So first, we understand that the voluntary and innocent suffering of Jesus began at the moment of his birth, and continued throughout his entire life. As I said, every stubbed toe and every headache, cold, splinter, or fever, was undeserved suffering. And now, in Matthew 26, Jesus is coming to the very worst of it all. Let me make this clear – not only did Jesus suffer tremendously for our sake, and not for himself in any way – but at any moment, he had the option of ending it, and not going through the suffering. This must have been an enormously appealing option during the worst of his afflictions, and one that he could have taken without doing any wrong. Part of his suffering, therefore, involved denying himself the righteous option of getting out of it.
I think that sometime between when Judas left to get the temple soldiers, and when Jesus entered the Garden of Gethsemane, was the beginning of the final, and most intense suffering of Jesus on our behalf. Once more, I want to make it clear that every single moment of his time on earth was a voluntary hardship, and part of his overall suffering for us. But, of course, there is no doubt that the last eighteen hours or so, were an incredibly intense conclusion, without which, the other suffering would have been pointless.
This last, intense suffering starts with betrayal, weakness and abandonment among Jesus’ closest friends. It’s easy to look at Jesus as above all human emotion, but I don’t think so at all. He willingly subjected himself to everything it means to be human.

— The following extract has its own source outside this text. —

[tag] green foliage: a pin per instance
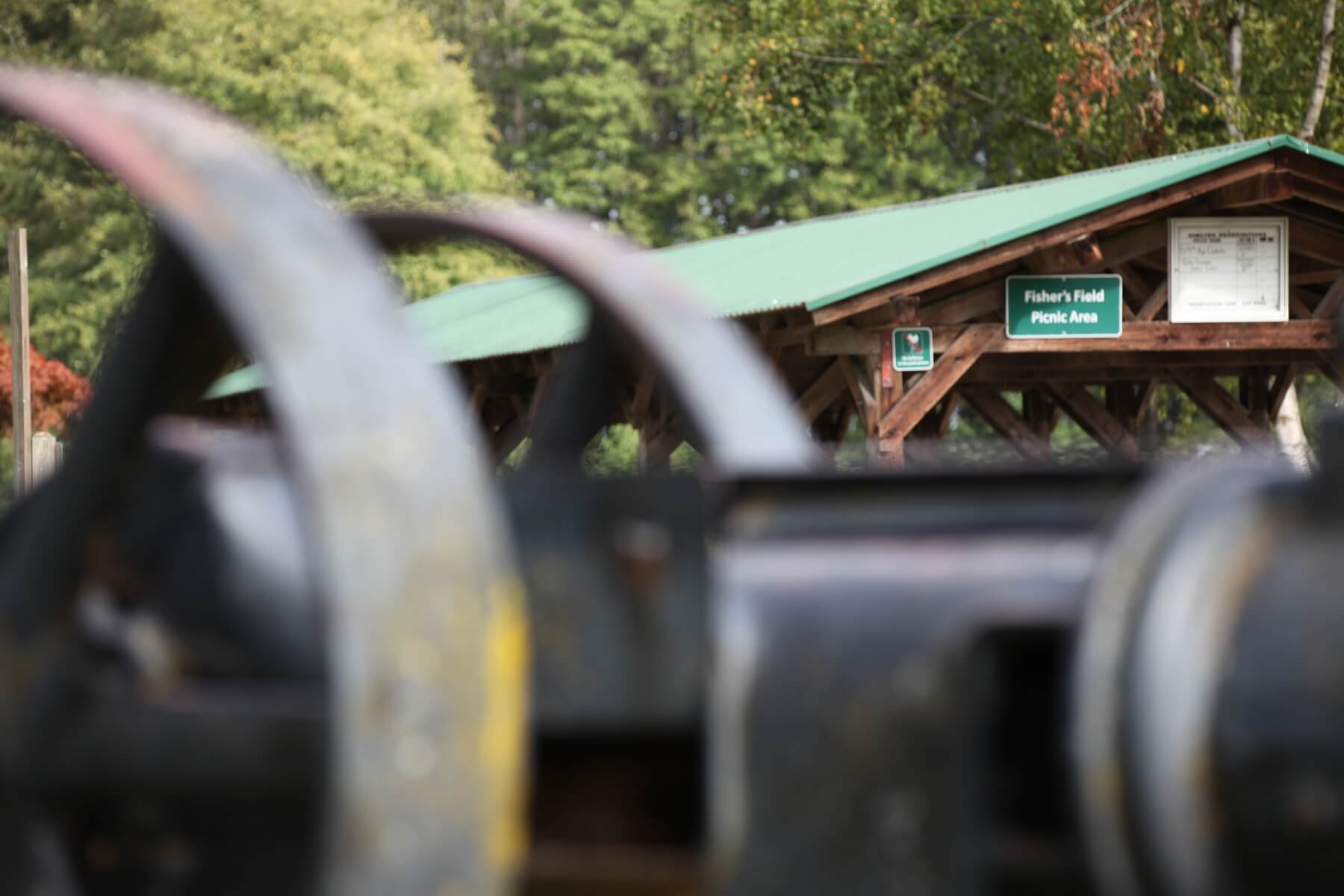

17Therefore, He had to be like His brothers in every way, so that He could become a merciful and faithful high priest in service to God, to make propitiation for the sins of the people. 18For since He Himself was tested and has suffered, He is able to help those who are tested. (Heb 2:17-18, HCSB)
And so, though we look at Judas through the lens of twenty centuries, Judas was, in fact, one of Jesus’ best friends. It must have been very, very hard for Jesus to realize that someone whom he has spent so much time with, someone he had invested so much in, had utterly rejected him.
Next, came the knowledge that his other followers, though they didn’t deliberately betray him, were ultimately going to abandon him in his hour of need.
Most of us have not experienced the kind of physical pain that Jesus did. We haven’t experienced the depth of emotional suffering – but we have experienced some of the same kinds of things. Our friends did not betray and leave us while we were dying (you couldn’t be reading this, otherwise), but if you live very long, you will experience that loneliness that comes with feeling that someone has abandoned you, or failed to care for you the way you expected. Jesus experienced that with an intensity that was incredibly deep. No one stood beside him in his hour of need. His closest friends couldn’t even stay awake while he agonized in prayer, and they abandoned him shortly after.
Not only was Jesus abandoned by his disciples, but also by God himself. We know that at some point, God-the-Father withdrew his presence and support from Jesus. We know that the arrangement was that God laid upon Jesus all of the sins of the world – our sins, and treated him as our sins deserved:
He made the One who did not know sin to be sin for us, so that we might become the righteousness of God in Him. (2Cor 5:21, HCSB)
God presented Him as a propitiation through faith in His blood, to demonstrate His righteousness, because in His restraint God passed over the sins previously committed. (Rom 3:25, HCSB)
This necessarily meant separation from the Father. For all of eternity, the Father, Son and Holy Spirit had lived in unbroken fellowship and one-ness. Even when Jesus came to earth as a human, though the relationship had to be different, there still was fellowship. But sometime during this night – I think, perhaps, not long after Judas left the supper – the Father deliberately withdrew his presence. For the first time in eternity, Jesus was completely separated from God – in a way that no human being has yet experienced. Romans 3:25 above says that God withheld the full punishment for human sin, and laid it all on Jesus. That means that no one has felt the full consequences of sin to the extent experienced by Jesus. No one has been cut off from God in the way Jesus was. No one has yet been so thoroughly rejected by God, as Jesus. The Bible says that at the end of time, those who do not repent and trust Jesus will also experience the hell of eternal separation from God. But until that time, only Jesus has experienced what that is like.
I think that the intensity and grief of Jesus’ prayers in the garden reflect that this separation had either begun, or had happened by that point.
So, what do we do with all of this? What does it mean for us? First, I think we can be quite confident that Jesus understands everything you may be going through when you struggle in your relationships with other people. He’s been lonely. He’s been betrayed. He’s been abandoned. The people closest to him didn’t seem to care.
Jesus also understands what it feels like to be abandoned by God – in ways that we may never feel. He can empathize with every kind of relationship-pain we might suffer.
Another thing I take away is this: Jesus is for you; he loves you. All of this that he went through (and we haven’t even got to the worst of it, yet), he did for you. Sometimes God is a mystery, and it seems like he’s distant, like he doesn’t care about us. The actions of Jesus show us definitively and conclusively that he loves us.
Let the Holy Spirit speak to you today.